Factors that move the needle:
- Certifications. A+ adds $3K–$5K, Security+ adds another $5K–$10K, and cloud certifications (AWS, Azure) can add $10K–$15K. Certs have a higher ROI in IT support than in almost any other tech role.
- Industry. Healthcare, finance, and government IT typically pay more than general MSP work and offer better benefits. Government positions often include pension plans and generous PTO.
- Location. Major metros (DC, NYC, SF, Seattle) pay 20–40% more than smaller markets, though cost of living offsets some of the difference. Remote help desk roles are increasingly common and sometimes pay national-average rates regardless of location.
- Career progression. The real financial upside of IT support is where it leads.
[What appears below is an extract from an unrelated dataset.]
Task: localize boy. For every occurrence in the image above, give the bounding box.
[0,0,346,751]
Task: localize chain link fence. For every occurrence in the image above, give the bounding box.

System administrators earn $80K–$120K. Cloud engineers earn $100K–$150K+. Cybersecurity analysts earn $90K–$140K. DevOps engineers earn $110K–$160K. IT support gives you the foundation for all of these paths, typically within 2–4 years.
The bottom line
IT support is one of the fastest, most accessible entry points into a technology career. Earn your CompTIA A+ certification, build a home lab to get hands-on experience with Active Directory and networking, and write a resume that quantifies your troubleshooting ability and highlights your customer service skills. Apply strategically to MSPs, staffing agencies, and companies in industries you’re interested in. Prepare for interviews by practicing troubleshooting scenarios out loud and demonstrating that you can communicate clearly with non-technical users.
The people who get hired for IT support roles aren’t necessarily the ones who know the most about computers. They’re the ones who can take a vague problem (“my computer is broken”), ask the right questions, systematically narrow down the cause, fix it, and document what they did — all while making the user feel heard and respected. If you can demonstrate that through your certifications, experience, and interview performance, you’ll land the job. And once you’re in, the entire tech industry opens up in front of you.